Guide
A practical walkthrough of the PreditX® workflow.
From target selection to ranked screening outputs.
PreditX® guides users through a target-based AI drug discovery workflow: train models from public bioactivity data, review model outputs, screen molecules, and prioritize candidates using consensus prediction and ADMET-supported triage.
The complete workflow
The application is organized into four user-facing steps. Each step has a dedicated page so non-technical users can understand where they are in the process.
Train models
Enter a protein target, select descriptors, and choose the machine learning models you want PreditX® to train.
Review training results
Inspect training status, model outputs, performance files, and determine whether the trained models are ready for screening.
Start screening
Select a completed training run and screen pasted molecules, uploaded SMILES, or the PreditX® internal compound database.
Review screening results
Open ranked screening outputs, consensus predictions, CSV files, reports, and ADMET workbooks.
Step 1 — Train models
Model training begins with a biological target. PreditX® retrieves and prepares target-specific bioactivity data, calculates molecular features, and trains selected models.
Target input
Start by entering a protein target. The platform uses public target and bioactivity resources to assemble a target-specific training dataset.
- Protein target selection
- Automated data retrieval
- Target-specific model generation
Descriptor selection
Choose how molecules are represented for machine learning.
- Morgan fingerprints
- Mordred descriptors
- Combined fingerprints and descriptors
Model selection
Select one or more supervised machine learning models for training.
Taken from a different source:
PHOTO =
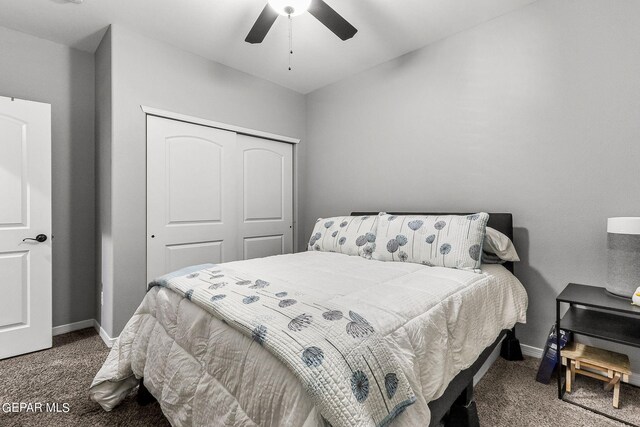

- Random Forest, SVM, XGBoost
- Logistic Regression, k-NN, MLP
- Tree-based, linear, and baseline models
Step 2 — Training results
After training, review the generated outputs before moving into screening.
What to check before screening
A completed training run means the model-training workflow has finished and can be used for downstream molecule screening. Review the generated outputs, trained models, and any available performance information before launching screening.
- Training status and progress
- Models trained for the selected target
- Generated output files and reports
- Readiness for downstream screening
Step 3 — Start screening
Screening starts from a completed training run. PreditX® can evaluate molecules from several sources.
Paste molecules
Paste SMILES directly into the interface for quick screening of smaller lists.
Upload a molecule file
Upload a SMILES file for larger screening batches.
Use the internal database
Screen against the PreditX® internal database of purchasable, PAINS-filtered compounds to generate a ranked candidate shortlist.
Step 4 — Screening results & ADMET
The final output is designed to support decision-making, not replace experimental validation.
Consensus ranking
When multiple models are available, PreditX® can combine model outputs to support more robust prioritization.
Ranked candidates
Screening results are returned as ranked molecules with prediction scores, classes, and model-support information.
ADMET triage
ADMET outputs help users review drug-likeness, physicochemical properties, structural alerts, risk bands, and recommended next actions.
Important interpretation note
PreditX® is a decision-support platform for early-stage compound prioritization. Predicted activity scores should be interpreted as prioritization signals, not as experimental potency values. Final decisions should include medicinal chemistry review, confirmatory assays, and, when relevant, structure-based assessment.